Please join us for the first research seminar of 2021-22 on Wednesday 13th October. These will be held on Teams this semester. If you are a Salford postgraduate student or graduate who would like to attend this event, please contact Caroline Magennis on c.magennis@salford.ac.uk
How do we talk about ‘having’ mental illness? Using corpus linguistics to explore the lexicogrammatical properties of experiencing and suffering in the MI 1984-2014 corpus.
Hazel is an Academic Fellow based at the University of Salford, UK. Her research interests include corpus linguistics, (critical) discourse analysis and pragmatics. Her research uses methods from corpus linguistics and critical discourse analysis to explore health communication, particularly in relation to mental illness. Hazel’s recent research has focussed on how the UK press represent issues concerning mental illness and how this can be said to affect society’s view of mental illness.
Hazel is also interested in the application of research in linguistics, particularly through public engagement initiatives and public linguistics.
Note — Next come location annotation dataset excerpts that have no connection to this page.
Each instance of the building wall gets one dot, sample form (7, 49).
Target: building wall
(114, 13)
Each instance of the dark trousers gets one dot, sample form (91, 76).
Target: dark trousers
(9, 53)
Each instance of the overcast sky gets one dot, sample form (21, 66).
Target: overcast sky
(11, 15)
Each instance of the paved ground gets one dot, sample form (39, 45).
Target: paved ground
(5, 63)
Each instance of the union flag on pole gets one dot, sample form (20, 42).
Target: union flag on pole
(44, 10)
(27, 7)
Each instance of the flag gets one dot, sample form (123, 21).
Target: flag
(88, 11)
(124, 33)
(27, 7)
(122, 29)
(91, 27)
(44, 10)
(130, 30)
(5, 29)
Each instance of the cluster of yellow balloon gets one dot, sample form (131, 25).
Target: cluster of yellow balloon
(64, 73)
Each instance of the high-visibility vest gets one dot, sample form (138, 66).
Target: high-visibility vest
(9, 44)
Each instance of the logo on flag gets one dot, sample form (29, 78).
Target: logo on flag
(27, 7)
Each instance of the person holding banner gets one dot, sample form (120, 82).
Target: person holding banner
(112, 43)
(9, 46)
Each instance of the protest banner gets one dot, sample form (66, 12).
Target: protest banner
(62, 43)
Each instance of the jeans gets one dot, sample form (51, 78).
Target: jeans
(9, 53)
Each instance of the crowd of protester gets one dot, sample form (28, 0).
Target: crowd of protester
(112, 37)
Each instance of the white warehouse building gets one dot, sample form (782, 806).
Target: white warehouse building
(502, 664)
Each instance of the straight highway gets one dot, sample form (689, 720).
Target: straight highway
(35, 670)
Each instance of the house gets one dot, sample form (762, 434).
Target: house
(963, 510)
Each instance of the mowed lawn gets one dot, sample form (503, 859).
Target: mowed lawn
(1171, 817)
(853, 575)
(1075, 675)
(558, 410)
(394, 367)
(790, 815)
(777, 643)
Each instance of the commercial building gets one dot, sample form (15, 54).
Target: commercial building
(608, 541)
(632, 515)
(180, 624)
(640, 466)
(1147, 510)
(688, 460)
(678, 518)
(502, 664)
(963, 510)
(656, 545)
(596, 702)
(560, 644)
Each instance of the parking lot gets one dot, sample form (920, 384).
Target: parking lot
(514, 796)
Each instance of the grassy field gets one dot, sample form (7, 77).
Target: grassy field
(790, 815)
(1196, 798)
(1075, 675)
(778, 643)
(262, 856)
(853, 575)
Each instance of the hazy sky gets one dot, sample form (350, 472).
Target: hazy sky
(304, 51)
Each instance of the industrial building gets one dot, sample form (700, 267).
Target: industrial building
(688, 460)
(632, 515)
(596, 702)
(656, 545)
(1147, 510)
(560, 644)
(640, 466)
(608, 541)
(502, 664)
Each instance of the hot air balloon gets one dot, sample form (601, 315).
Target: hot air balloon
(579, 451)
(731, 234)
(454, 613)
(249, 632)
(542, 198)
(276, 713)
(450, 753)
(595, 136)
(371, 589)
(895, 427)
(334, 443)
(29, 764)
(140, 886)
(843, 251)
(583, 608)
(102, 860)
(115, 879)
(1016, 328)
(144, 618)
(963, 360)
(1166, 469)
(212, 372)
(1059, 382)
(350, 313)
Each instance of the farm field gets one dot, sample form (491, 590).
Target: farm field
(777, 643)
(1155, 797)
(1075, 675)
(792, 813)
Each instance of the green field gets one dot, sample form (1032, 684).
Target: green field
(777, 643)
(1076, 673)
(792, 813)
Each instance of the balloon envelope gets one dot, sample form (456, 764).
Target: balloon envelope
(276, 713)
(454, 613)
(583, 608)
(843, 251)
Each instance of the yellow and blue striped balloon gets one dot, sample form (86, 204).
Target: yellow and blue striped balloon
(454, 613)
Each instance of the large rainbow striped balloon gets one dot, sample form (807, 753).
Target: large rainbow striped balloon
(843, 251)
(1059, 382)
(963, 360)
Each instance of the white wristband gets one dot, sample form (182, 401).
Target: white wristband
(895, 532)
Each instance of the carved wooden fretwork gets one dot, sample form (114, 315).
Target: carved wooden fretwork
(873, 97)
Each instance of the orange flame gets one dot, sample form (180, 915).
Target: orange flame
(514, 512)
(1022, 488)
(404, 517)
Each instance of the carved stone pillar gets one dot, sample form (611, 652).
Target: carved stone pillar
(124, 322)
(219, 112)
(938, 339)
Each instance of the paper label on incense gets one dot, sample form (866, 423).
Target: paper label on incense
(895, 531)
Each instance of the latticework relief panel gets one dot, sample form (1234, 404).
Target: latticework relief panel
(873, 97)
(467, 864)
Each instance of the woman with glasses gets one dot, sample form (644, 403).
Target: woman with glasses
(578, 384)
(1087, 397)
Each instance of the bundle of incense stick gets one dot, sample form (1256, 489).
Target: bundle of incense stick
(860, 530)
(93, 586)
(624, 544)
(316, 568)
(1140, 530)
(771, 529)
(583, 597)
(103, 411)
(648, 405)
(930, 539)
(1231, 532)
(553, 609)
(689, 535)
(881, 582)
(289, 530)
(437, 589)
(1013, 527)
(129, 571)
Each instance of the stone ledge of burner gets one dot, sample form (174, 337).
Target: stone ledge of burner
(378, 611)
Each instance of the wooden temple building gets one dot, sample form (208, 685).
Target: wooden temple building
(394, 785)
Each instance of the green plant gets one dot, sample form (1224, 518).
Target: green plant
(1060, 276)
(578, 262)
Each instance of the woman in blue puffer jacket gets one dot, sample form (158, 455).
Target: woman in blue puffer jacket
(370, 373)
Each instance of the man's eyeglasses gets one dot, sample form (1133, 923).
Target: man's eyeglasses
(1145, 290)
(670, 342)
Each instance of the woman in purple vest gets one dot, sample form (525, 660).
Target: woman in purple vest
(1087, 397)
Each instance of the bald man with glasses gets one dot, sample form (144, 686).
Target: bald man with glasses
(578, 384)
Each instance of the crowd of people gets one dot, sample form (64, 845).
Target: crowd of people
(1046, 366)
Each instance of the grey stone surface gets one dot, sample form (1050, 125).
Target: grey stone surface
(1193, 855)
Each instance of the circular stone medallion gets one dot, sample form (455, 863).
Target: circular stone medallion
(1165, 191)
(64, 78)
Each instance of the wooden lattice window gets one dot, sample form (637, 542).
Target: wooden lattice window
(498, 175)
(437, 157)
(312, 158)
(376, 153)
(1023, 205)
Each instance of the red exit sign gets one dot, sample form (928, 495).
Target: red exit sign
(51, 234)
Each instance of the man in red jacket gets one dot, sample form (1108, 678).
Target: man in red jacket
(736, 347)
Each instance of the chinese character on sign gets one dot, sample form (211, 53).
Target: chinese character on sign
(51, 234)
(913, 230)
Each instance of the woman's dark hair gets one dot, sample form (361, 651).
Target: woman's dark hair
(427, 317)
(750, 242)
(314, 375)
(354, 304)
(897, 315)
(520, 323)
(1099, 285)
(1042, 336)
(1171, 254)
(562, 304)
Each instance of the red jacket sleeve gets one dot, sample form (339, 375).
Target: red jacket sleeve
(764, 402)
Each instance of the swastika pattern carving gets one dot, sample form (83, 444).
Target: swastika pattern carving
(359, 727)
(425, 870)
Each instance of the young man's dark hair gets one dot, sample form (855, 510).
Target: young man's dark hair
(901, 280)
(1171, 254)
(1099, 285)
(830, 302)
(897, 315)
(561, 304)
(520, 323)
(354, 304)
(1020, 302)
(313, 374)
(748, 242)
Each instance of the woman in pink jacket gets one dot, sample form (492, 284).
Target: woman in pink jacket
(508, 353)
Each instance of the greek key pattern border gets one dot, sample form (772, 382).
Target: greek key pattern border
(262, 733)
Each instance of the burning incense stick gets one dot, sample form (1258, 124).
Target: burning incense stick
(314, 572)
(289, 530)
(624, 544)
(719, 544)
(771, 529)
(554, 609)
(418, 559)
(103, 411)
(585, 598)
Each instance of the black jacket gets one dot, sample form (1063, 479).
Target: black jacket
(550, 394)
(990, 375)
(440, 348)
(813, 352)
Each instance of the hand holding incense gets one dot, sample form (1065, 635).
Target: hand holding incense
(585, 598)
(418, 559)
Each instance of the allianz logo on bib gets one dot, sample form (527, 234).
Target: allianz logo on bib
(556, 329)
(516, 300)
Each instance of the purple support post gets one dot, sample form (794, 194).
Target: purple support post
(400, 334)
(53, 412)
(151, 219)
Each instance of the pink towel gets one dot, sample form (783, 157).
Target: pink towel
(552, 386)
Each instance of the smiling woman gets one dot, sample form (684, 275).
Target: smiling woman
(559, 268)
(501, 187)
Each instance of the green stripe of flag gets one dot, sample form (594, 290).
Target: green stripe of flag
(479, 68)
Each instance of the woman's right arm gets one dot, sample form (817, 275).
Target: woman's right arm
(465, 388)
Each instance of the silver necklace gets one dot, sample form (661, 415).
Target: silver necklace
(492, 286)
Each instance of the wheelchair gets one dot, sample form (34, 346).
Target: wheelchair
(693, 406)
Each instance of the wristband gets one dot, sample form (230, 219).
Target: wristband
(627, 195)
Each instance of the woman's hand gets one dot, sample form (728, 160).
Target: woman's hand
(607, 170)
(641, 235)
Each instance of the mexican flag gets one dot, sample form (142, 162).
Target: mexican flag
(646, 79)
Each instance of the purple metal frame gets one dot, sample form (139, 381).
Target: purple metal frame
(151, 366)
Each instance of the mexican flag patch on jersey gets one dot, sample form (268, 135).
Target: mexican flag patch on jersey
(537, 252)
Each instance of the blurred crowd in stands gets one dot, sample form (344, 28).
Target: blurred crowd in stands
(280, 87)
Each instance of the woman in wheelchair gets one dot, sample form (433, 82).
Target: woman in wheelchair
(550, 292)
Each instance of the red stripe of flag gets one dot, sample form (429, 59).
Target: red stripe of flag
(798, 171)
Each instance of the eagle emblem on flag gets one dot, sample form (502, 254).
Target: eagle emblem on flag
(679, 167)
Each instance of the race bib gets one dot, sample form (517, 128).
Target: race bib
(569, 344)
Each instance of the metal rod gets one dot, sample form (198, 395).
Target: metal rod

In 2018, she edited a book related to this topic with Dan McIntyre for Routledge entitled Applying Linguistics: Language and the Impact Agenda. In 2021, she co-authored The Babel Lexicon of Language, an accessible introduction to the key terminology involved in the study of language (published by Cambridge University Press). Her forthcoming monograph The Language of Mental Illness: Corpus Linguistics and the Construction of Mental Illness in the Press will be published by Cambridge University Press in 2022.
In addition to her academic publications, Hazel is also Editorial Assistant for the popular language magazine, Babel, where she writes the regular feature ‘Language in the News’.